[Linux-cluster] GAS locking up

Tue Sep 7 18:39:29 UTC 2004

Hi,

 I have two machines, hestia and hroth1 which are running Red Hat
Enterprise Linux 3.0 AS. The two machines are connected via fibrechannel
to the same storage group on a EMC CX300 array. I have compiled GAS
using the latest src.rpm file that is available and the 2.4.21-15 kernel
patches. All works fine on both nodes for a while (locking is fine, no
corruption, manual fencing works if a machine dies) but then I
experience lockups for processes that access any of the mounted GAS
filesystems. It is hard to reproduce reliably and may occur at any time.
Classic examples are ls /scratch (where /scratch is a GAS filesystem) or
even mount or unmount. Once one process has locked up, no other GAS
filesystems or any commands associated with them work. Only a reboot
will solve the problem - restarting lock_gulm does not help (and has
actually given me a kernel panic on one occasion).

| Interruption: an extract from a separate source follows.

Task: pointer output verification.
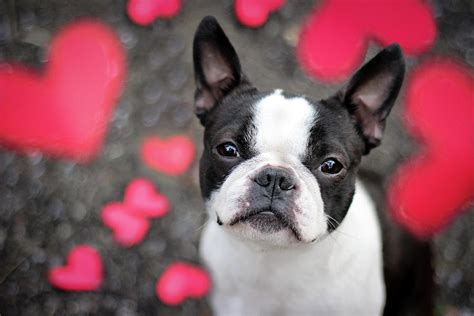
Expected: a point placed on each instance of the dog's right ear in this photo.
(216, 66)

 At first I thought that this was a fencing issue, but looking at both
machine's /var/log/messages shows no GAS messages at all (when a machine
crashes and the manual fence is activated, I always see messages telling
me to acknowledge the fence). In addition, gulm_tool shows both nodes to
logged in and show the heartbeat working fine.

 Another interesting behaviour is the delay required to stat the
filesystems for the first time after they are mounted - e.g. running df
-l can take up to 5 seconds per GAS filesystem.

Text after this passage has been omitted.